Ella sacudió su cabeza.
—Eres demasiado pesimista para ser un ángel.
—Es cierto —dijo él—. Cambiando de tema, ¿puedes llevar compañía al baile?
—No tengo idea. Aquí no dice que pueda o no.
—Yo que tú iría con alguien. —Meredinn soltó una carcajada.
—¿Crees que no puedo protegerme sola?
—Protegerte puedes, pero deberías ir con alguien. Por ejemplo, yo.
—Sigue soñando.
—Por favor, siempre he soñado con conocer el mundo de los dioses.
Dejó salir un suspiro.
—Está bien, Karel. Pero, ¿no se supone que los ángeles no van a fiestas?

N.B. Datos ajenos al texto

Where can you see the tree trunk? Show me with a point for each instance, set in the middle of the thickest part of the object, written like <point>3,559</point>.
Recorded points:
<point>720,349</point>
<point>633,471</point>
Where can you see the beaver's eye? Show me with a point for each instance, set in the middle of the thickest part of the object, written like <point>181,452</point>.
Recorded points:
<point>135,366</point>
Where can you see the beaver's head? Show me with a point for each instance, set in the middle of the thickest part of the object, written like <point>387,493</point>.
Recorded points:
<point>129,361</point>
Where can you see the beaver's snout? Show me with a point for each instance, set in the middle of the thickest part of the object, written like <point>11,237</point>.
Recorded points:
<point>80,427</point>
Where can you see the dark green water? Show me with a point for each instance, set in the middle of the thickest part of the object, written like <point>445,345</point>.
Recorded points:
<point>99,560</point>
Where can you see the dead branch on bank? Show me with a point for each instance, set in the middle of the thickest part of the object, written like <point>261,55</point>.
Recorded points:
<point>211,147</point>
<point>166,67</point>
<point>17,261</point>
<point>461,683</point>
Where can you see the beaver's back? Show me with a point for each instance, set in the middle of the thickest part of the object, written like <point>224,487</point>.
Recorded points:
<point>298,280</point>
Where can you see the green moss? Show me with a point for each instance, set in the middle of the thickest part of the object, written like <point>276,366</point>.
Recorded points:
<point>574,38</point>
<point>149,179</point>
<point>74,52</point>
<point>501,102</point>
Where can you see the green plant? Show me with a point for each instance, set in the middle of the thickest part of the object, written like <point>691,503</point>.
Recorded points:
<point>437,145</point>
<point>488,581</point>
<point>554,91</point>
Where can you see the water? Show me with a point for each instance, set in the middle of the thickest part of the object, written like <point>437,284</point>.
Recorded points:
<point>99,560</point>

—¿Quién dijo que no podemos? Mientras no sea con los humanos, todo está permitido para nosotros. No seas aguafiestas.
—Bueno, está bien, amigo. Te llevaré conmigo.
Karel estaba feliz y no demoró demasiado en volver a irse, seguro a presumir con sus colegas que iría a una fiesta de dioses.

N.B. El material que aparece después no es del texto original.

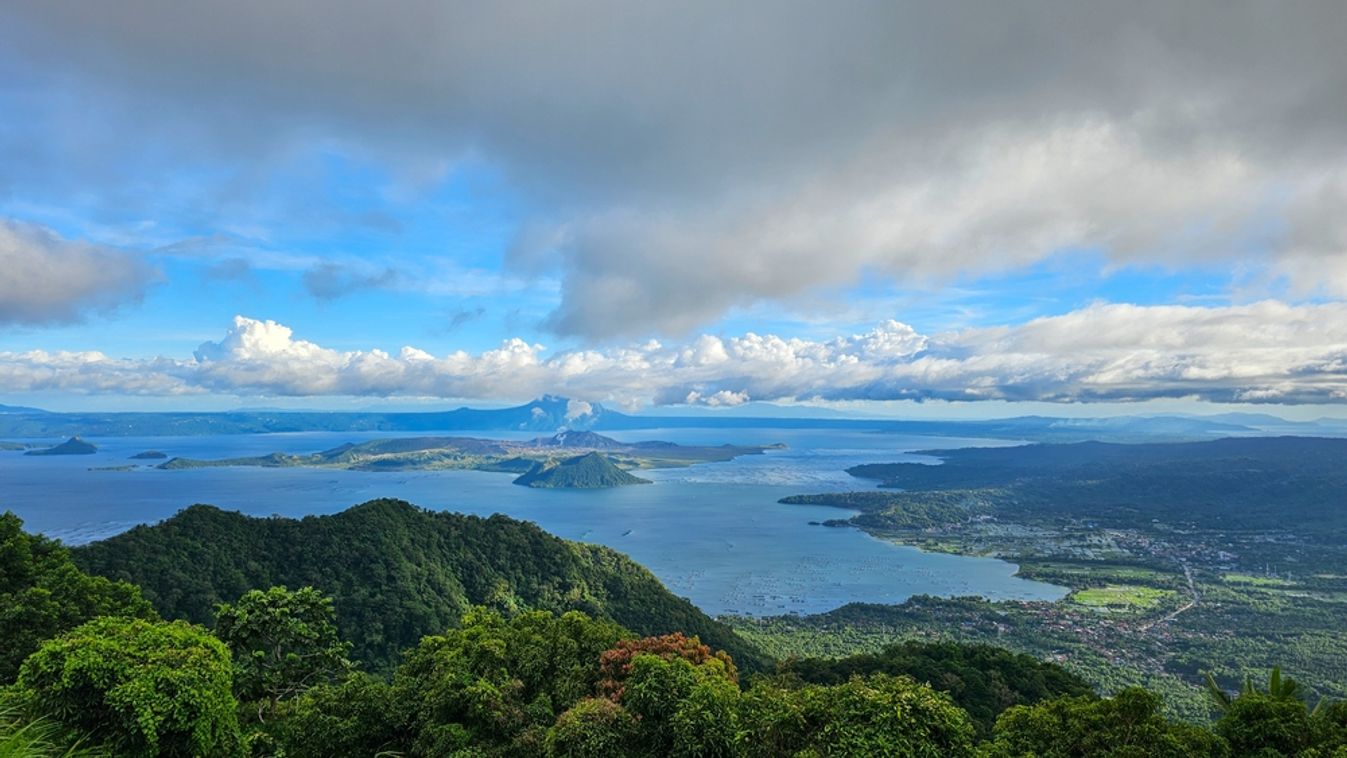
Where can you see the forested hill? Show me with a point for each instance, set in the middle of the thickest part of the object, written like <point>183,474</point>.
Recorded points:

Meredinn se levantó y salió de su habitación. Ese día tocaba dar un recorrido por el reino para invitar a todos los súbditos a su cumpleaños número dieciocho, que sería celebrado en nada más y nada menos que dos días. Sería una fiesta aún mayor que su cumpleaños de quince, y nadie querría perdérsela.
Luego de la fiesta visitaría a Ildwin por una última vez antes de comenzar su misión. No podía creer que ya habían pasado los tres años desde que había comenzado a entrenarse en secreto. Pronto ella se pondría en campaña para lograr el objetivo para el que había nacido. Sabía que nada la detendría.